DOB: Barry McDaniel als Wolfram 1964/ Archiv Hei

1963 folgte vor dem Abschluss, bis ich 1964 nach dem Abitur aus Gründen der Bundeswehr in Berlin fest ankam und hier studierte, mehr Zeit allerdings in der neuen Oper im dritten Rang und am Bühnenausgang verbrachte. Wir waren da eine feste, lautstarke Clique (keine Claque, die hatte das Haus auch). Opernfans fanden schnell zusammen, selbst wenn mir schon damals eine gewisse rabiate Künstlerverehrung nicht lag. Am Bühnenausgang sammelten sich rivalisierende Gangs, die Autogramme tauschten oder einforderten (und ganze Folianten mit eben diesen mit sich rumschleppten – Fotos in abgegriffenen, ekligen Plastikfoldern: was für eine Art der Konservierung von Passionen, nicht immer zum Vergnügen der Sänger, die sich trotz der obligaten Pelzmäntel im Winter den Frost holten. Viele Aufführungen aus jener Zeit erinnere ich nur aus der Vogelperspektive des 3. Ranges (die Kartenverkäufer kannten uns und gaben uns die besten Plätze in der 1. Reihe), aber der Klang war toll da oben und mehr konnten wir uns eh‘ nicht leisten. Es gab substanziellen Studentenrabatt.

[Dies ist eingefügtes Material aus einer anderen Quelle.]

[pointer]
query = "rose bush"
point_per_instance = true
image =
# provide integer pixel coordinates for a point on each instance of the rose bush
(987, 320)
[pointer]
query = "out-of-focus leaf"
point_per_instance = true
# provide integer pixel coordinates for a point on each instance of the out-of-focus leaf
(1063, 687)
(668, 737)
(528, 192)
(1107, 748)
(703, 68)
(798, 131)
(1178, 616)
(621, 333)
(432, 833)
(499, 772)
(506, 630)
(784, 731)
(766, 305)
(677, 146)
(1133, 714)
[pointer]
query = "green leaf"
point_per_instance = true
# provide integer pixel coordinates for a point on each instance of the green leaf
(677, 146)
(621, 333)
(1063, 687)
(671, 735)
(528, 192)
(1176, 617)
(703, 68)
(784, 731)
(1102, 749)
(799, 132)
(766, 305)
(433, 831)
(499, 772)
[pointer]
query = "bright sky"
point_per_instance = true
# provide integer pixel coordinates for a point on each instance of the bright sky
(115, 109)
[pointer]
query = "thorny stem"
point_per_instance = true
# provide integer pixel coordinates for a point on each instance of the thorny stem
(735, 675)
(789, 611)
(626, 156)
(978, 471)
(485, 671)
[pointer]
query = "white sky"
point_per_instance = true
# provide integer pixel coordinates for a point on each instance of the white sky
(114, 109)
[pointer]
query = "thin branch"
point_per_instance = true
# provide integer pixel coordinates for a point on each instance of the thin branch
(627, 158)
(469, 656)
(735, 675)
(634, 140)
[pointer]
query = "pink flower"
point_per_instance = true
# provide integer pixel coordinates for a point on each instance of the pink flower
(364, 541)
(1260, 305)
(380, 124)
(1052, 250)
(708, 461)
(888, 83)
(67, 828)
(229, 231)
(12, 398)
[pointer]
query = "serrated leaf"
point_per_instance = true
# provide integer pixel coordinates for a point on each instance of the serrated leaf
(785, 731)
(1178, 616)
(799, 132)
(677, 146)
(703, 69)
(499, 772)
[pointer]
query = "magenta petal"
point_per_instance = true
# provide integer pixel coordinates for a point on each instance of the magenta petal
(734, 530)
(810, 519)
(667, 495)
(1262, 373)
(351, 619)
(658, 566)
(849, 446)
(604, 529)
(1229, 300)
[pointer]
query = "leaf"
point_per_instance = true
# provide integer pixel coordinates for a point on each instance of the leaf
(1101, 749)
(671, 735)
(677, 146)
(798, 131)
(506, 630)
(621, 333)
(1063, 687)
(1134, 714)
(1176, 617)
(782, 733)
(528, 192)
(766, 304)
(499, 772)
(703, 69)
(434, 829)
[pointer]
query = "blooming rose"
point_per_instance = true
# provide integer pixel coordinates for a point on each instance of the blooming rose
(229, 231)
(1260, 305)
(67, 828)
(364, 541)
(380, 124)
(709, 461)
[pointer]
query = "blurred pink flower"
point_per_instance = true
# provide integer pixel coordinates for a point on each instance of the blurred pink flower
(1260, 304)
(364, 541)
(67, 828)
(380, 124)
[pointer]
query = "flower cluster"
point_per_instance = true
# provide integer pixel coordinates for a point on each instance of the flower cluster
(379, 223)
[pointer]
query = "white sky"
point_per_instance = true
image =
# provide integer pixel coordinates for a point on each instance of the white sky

DOB: Glamour für Evelyn Lears Lulu bei der Deutschen Gramophon/ Archiv

Eigentlich lief an der nachfolgenden Deutschen Oper nichts ohne die „Amis“, wie man respektlos das amerikanische Kontingent dort nannte. Ohne sie ging der Vorhang nicht auf. Ein Blick in das nicht immer hilfreiche Buch von Gisela Huwe über die Deutsche Oper (Die Deutsche Oper Berlin im Quadriga Verlag 1984 und ausgesprochen Götz-Friedrich-hörig) nennt bereits 1961 ein starkes Aufkommen von Amerikanern. Das Ehepaar Evelyn Lear (sie damals noch wirklich mit unzureichender Gesangstechnik, die sie später behob und z. B. in Genf eine betörende Berlioz-Didon sang) mit Ehemann Thomas Stewart (der Wotan und Gurnemanz meiner Träume) gehörten zu den ersten. Die Lear wurde gerne ausgebuht (auch als Lulu 1968), was Ehemann Stewart aus der Seiten-Loge mit wütendem Beifall umzuwenden suchte. Ihre Madeleine (Capriccio) an der Harfe, alternierend mit Grümmer, Della Casa später und anderen, war wirklich keine aufregende Leistung. Er hingegen war stets aufregend, ob in den genannten Rollen oder in Klebes Alkmene (1961) oder in Milhauds Orestie 1963. Seine intelligente Textführung und diese typisch amerikanische Metalleinlage ließen die Stimme größer erscheinen als sie vielleicht war. Er sang so ungemein kommunikativ! Bei seinem Gurnemanz bin ich nie eingeschlafen (ein starkes Kompliment). Er gab sogar den Rigoletto 1965, der nicht wirklich seine Partie war. Und er war ein gutaussehender Mann. Er hat bei mir nachhaltige Erinnerungen hinterlassen. Ein wunderbarer Künstler, der dem Hause einige Jahre erhalten blieb.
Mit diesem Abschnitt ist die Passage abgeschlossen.